Добавить в цитаты Настройки чтения

Страница 2 из 15



– Все, – сказал шаман. – Идем.

Мальчишка орал, как резаный.

Ребенок посинел от холода, крепко сжав крошечные кулачки. Дрыгая ножками, он надрывался из последних сил: требовал еды, тепла, ласки. Еще он требовал постоянства формы, но не знал об этом. Вокруг гранитного, грубо тесаного стола, на котором вопил младенец, сгрудились женщины. Те, кто постарше, прекрасно помнили, что еще ни одно дитя не умерло в ожидании прихода шамана. Они переглядывались и улыбались. Юная мать и ее сверстницы тряслись от страха. Роженице казалось, что время, обернувшись змеей, заглатывает малыша. Она обхватила себя руками – тесно-тесно – и из сдавленных грудей по капле сочилось густое молоко.

Губы шевелились, моля Хозяев о милости.

Галерея, где жил род, была просторной.

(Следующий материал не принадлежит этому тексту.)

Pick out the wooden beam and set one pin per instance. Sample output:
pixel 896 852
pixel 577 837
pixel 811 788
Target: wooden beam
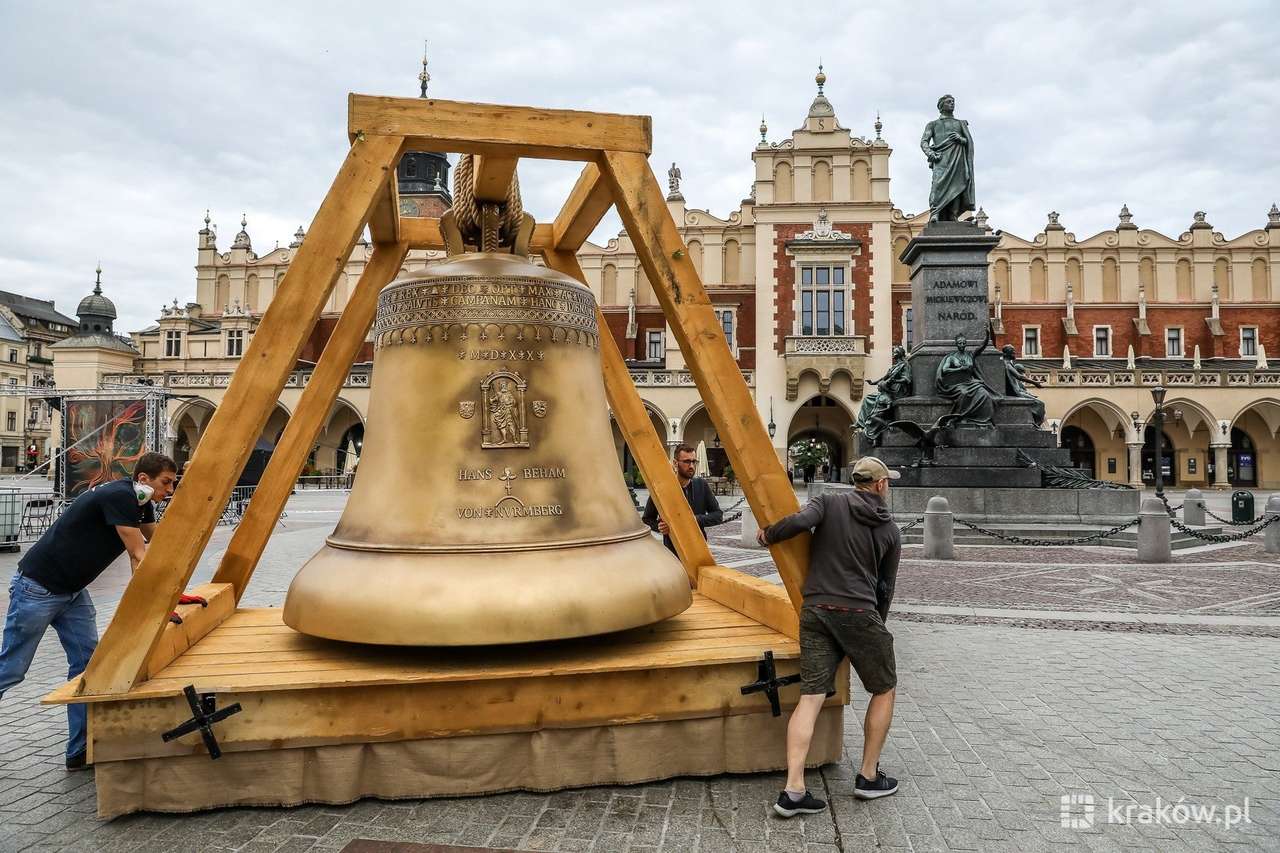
pixel 586 205
pixel 272 355
pixel 307 420
pixel 496 129
pixel 196 623
pixel 291 719
pixel 720 381
pixel 424 232
pixel 645 445
pixel 384 222
pixel 759 600
pixel 490 177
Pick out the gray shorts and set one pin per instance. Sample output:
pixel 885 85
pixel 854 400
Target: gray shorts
pixel 827 637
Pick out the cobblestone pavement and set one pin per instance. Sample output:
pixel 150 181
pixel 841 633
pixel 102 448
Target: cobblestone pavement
pixel 997 719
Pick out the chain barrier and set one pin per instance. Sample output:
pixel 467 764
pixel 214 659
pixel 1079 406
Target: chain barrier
pixel 1234 524
pixel 1051 543
pixel 1224 537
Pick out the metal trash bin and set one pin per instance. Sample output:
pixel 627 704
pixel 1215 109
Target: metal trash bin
pixel 1242 506
pixel 10 518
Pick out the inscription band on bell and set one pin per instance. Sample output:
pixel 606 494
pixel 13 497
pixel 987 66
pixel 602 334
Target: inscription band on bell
pixel 566 310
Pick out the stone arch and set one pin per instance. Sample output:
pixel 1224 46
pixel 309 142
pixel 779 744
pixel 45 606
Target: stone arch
pixel 630 469
pixel 1111 279
pixel 188 424
pixel 822 181
pixel 860 181
pixel 1040 281
pixel 1183 277
pixel 732 261
pixel 695 255
pixel 822 419
pixel 1194 418
pixel 784 188
pixel 609 284
pixel 341 442
pixel 1258 281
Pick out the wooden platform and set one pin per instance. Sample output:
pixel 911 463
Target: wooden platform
pixel 298 690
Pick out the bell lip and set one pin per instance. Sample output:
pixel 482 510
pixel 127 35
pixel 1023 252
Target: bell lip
pixel 348 544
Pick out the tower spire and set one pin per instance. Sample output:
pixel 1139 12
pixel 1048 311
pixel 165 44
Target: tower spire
pixel 424 78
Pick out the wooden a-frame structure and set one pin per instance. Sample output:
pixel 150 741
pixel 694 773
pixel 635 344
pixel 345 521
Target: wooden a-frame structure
pixel 140 641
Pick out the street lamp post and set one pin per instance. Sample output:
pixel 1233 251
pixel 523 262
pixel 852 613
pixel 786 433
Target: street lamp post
pixel 1157 393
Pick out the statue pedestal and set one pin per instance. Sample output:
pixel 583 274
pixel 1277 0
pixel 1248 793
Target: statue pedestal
pixel 949 299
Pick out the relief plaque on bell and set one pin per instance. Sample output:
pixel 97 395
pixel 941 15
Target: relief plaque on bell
pixel 489 505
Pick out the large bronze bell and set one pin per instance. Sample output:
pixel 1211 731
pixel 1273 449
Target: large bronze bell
pixel 488 506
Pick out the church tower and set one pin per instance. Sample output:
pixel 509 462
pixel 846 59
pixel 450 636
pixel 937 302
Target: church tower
pixel 423 177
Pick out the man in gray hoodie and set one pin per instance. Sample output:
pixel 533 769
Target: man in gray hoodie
pixel 853 565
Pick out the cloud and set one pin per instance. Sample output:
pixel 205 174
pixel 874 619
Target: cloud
pixel 120 126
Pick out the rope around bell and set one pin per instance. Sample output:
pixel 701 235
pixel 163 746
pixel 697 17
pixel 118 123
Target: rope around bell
pixel 470 215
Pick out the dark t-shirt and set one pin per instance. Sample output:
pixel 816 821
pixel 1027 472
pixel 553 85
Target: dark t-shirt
pixel 83 541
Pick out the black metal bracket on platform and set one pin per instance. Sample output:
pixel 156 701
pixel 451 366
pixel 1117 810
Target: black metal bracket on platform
pixel 204 714
pixel 768 683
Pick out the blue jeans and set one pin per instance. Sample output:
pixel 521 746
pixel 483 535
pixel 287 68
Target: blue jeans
pixel 32 610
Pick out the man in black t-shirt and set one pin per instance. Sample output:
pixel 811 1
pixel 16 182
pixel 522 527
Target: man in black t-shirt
pixel 50 584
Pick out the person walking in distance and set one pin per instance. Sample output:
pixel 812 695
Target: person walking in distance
pixel 853 566
pixel 698 492
pixel 49 587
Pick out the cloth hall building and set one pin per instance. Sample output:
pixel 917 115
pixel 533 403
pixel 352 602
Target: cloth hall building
pixel 805 279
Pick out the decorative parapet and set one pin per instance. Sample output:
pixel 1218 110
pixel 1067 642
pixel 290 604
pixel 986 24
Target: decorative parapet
pixel 1123 378
pixel 675 378
pixel 824 356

Свод здесь круто опускался, открывая углубления странной формы – горожанин сказал бы, что они похожи на храмовые колокола. По краям углублений вниз свисала сталактитовая бахрома. Желтоватые, с восковым отливом, гребни расчесывали зябкий, пронизанный сыростью воздух, ловя на лету крупицы света – и прятали до поры в мерцающей сердцевине. За века в галерее натекли целые колоннады, разделив пространство на отдельные залы. В соседнем зале пол был испещрен естественными впадинами с водой. Темная, маслянистая жидкость неприятно колыхалась от сквозняка. Казалось, на дне беспокоится плотоядный моллюск, чуя поживу. Стена над ближайшей впадиной на десять локтей вверх заросла снежно-белым ковром кораллитовых цветов.

– Дай! – велел шаман.

Не глядя, он протянул руку – и дядя новорожденного вложил в ладонь пару камешков. Шаман придирчиво осмотрел добычу. Первый камешек устроил его полностью, второй пришлось обстучать плоским обушком ножа. Крошка, отслаиваясь под ударами, сыпалась под ноги шаману. Мелкие, размером с сухую горошину, камни сошли бы за пещерный жемчуг, будь они другого цвета. Шаман подул на «горох», затем бросил камешки в рот, тщательно облизал и выплюнул обратно на ладонь. Встав над ребенком, он долго молчал. Умолк и мальчик – он сорвал голос, и лишь всхлипывал время от времени.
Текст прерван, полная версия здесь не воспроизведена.